旅行前に知っておきたいスペインの季節・旅の服装

スペインは南欧の国なので、年中温かいイメージがあるかもしれませんが、しっかり四季がある国。地方によって気候や気温の差は、かなりあります。夏でも薄手の長袖カーディガンが重宝するところもあれば、40℃以上の気温になるところもありますし、逆に冬でもコートやマフラーが必要ない地方もある一方で、大雪による雪害で苦しむ地方もあります。

この記事ではバルセロナの平均気温を示していますが、複数の都市をまわる場合は、各都市の気温をチェックして、重ね着ができる洋服を準備しましょう。
春は楽しいお祭りが多い。写真はセビーリャの春祭り、フェリア・デ・アブリル

春は楽しいお祭りが多い。写真はセビーリャの春祭り、フェリア・デ・アブリル

スペイン旅行のベストシーズン

一概にどの季節がおすすめと言い難いのがスペインです……。春は温かく過ごしやすいですが、日本の三寒四温同様、スペインも一日ごとに気温の上下が激しい時期でもあります。半袖でいられる陽気から一転して氷が降ることもあるほど。ですが、セビーリャの春祭りなど、楽しい行事が多いのも春の特徴です。

夏の一大イベント、バーゲンセール。

夏の一大イベント、バーゲンセール

観光客で最も賑わうシーズンは夏。高温、晴天の日がほとんどで、日差しも日本よりも厳しい! 日焼け対策と、熱中症予防にペットボトルの水をお忘れなく。北部は朝晩は冷えるので長袖のカーディガンなどがあれば便利です。7月は1日から夏のバーゲンセールが始まりますが、8月はバカンスで多くのお店が閉まってしまうので、ショッピングメインの旅行は避けたほうが無難でしょう。スペイン独特の夏のドリンクといえばオルチャタ。チュファという植物の根から作られる、癖になりそうなほのかに甘いジュースです。バルやカフェで試してみてください。
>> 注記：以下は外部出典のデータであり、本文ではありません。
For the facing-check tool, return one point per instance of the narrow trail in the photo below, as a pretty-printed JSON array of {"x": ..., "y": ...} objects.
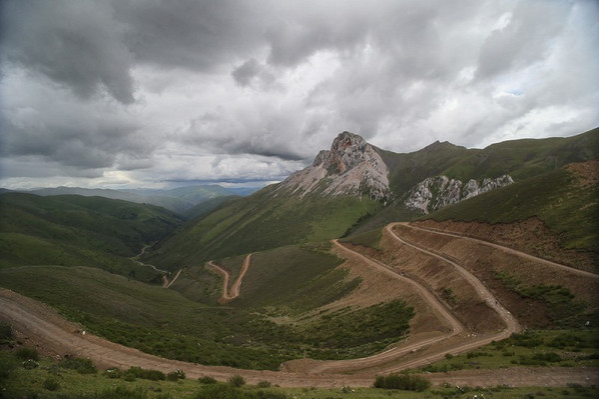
[
  {"x": 510, "y": 321},
  {"x": 40, "y": 324},
  {"x": 136, "y": 260},
  {"x": 393, "y": 354},
  {"x": 505, "y": 249},
  {"x": 166, "y": 283},
  {"x": 235, "y": 288}
]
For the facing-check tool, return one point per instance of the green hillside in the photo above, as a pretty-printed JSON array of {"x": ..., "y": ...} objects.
[
  {"x": 208, "y": 206},
  {"x": 519, "y": 158},
  {"x": 264, "y": 221},
  {"x": 561, "y": 198},
  {"x": 259, "y": 222},
  {"x": 186, "y": 323},
  {"x": 75, "y": 230}
]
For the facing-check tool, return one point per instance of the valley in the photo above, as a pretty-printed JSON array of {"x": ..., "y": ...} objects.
[
  {"x": 364, "y": 264},
  {"x": 48, "y": 330}
]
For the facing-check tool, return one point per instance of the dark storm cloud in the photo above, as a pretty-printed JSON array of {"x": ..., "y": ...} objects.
[
  {"x": 198, "y": 35},
  {"x": 76, "y": 44},
  {"x": 192, "y": 89},
  {"x": 526, "y": 38}
]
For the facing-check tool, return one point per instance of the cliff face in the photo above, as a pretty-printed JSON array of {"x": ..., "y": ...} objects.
[
  {"x": 437, "y": 192},
  {"x": 350, "y": 167}
]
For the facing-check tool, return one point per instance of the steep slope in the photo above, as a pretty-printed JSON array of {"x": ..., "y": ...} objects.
[
  {"x": 355, "y": 187},
  {"x": 555, "y": 214},
  {"x": 177, "y": 200},
  {"x": 76, "y": 230},
  {"x": 442, "y": 173}
]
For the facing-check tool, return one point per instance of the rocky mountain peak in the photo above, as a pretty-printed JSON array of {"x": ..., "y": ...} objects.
[{"x": 350, "y": 167}]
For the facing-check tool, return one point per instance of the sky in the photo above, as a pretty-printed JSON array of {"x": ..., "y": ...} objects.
[{"x": 164, "y": 93}]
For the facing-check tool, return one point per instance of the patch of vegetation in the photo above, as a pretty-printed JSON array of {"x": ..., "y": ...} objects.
[
  {"x": 25, "y": 353},
  {"x": 530, "y": 348},
  {"x": 569, "y": 210},
  {"x": 7, "y": 333},
  {"x": 405, "y": 382},
  {"x": 72, "y": 385},
  {"x": 562, "y": 308},
  {"x": 258, "y": 223},
  {"x": 79, "y": 364},
  {"x": 73, "y": 230}
]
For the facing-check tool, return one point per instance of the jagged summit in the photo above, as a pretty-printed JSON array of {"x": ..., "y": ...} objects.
[{"x": 350, "y": 167}]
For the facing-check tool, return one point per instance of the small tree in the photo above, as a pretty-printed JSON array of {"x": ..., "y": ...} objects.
[{"x": 237, "y": 381}]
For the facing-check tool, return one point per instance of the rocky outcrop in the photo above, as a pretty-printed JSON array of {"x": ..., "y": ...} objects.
[
  {"x": 437, "y": 192},
  {"x": 350, "y": 167}
]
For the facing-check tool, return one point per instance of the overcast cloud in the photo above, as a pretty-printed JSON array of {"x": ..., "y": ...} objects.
[{"x": 130, "y": 93}]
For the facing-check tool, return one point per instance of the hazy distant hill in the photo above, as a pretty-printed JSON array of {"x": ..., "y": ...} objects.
[
  {"x": 178, "y": 200},
  {"x": 76, "y": 230},
  {"x": 355, "y": 187}
]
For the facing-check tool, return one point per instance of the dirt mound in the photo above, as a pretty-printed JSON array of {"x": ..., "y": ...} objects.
[{"x": 530, "y": 235}]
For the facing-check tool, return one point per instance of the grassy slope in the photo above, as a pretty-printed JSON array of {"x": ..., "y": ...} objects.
[
  {"x": 519, "y": 158},
  {"x": 555, "y": 197},
  {"x": 241, "y": 334},
  {"x": 77, "y": 230},
  {"x": 20, "y": 383},
  {"x": 257, "y": 223}
]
秋も気温的にはおすすめですが、10月、11月は天気が安定せず、雨が降ることもしばしば。10月でもまだ半袖で十分な地方もあれば、9月から肌寒い地方もあり、地域によって気温にばらつきがあります。……とはいえ、秋と言えば、やはり芸術の秋。コンサートなどが多く催されるのでカルチャー的に楽しめる時期です。秋が深まる頃はキノコやジビエなど、グルメにはたまらない料理も楽しめます。

一足早く春を告げるアーモンドの花は2月下旬が満開。

一足早く春を告げるアーモンドの花は2月下旬が満開

スペインの冬は、南部の沿岸地方を除いてコートが必要です。どちらかと言えば観光には不向きな時期ですが、バルセロナやマドリッドでは外出が耐えられないような寒い日は少ないですし、クリスマスのイルミネーションなど、この時期ならではの活気もあるので、一概に避けたほうがいいとも言えません。地域によって日にちが若干違いますが、バルセロナでは1月7日から冬のバーゲンが始まります。冬のスペインで味わいたいのは煮込み料理。豚の腸詰とレンズ豆の煮込みなど、寒さも吹き飛ぶエネルギッシュな料理が出回ります。

スペインは一般的には11月から3月頃までがオフシーズンです。リゾート地ではホテルの料金など夏場に比べると若干安めですが、マドリッドやバルセロナではあまり変わらないようです。オフの時期でも見本市などが予定されている会場付近のホテルの価格は跳ね上がります。

以下の記事には、スペイン国民の祝日のみ示しましたが、これ以外にも各自治州によって異なる祝日があります。カトリックの祝日、聖金曜日は毎年3月か4月のなかで日が変わります。地方や年によって異なる祝日も含め、祝日はほとんどのお店が定休日。祝日がショッピングの予定日に当たらないように、事前に祝日をチェックしておきましょう。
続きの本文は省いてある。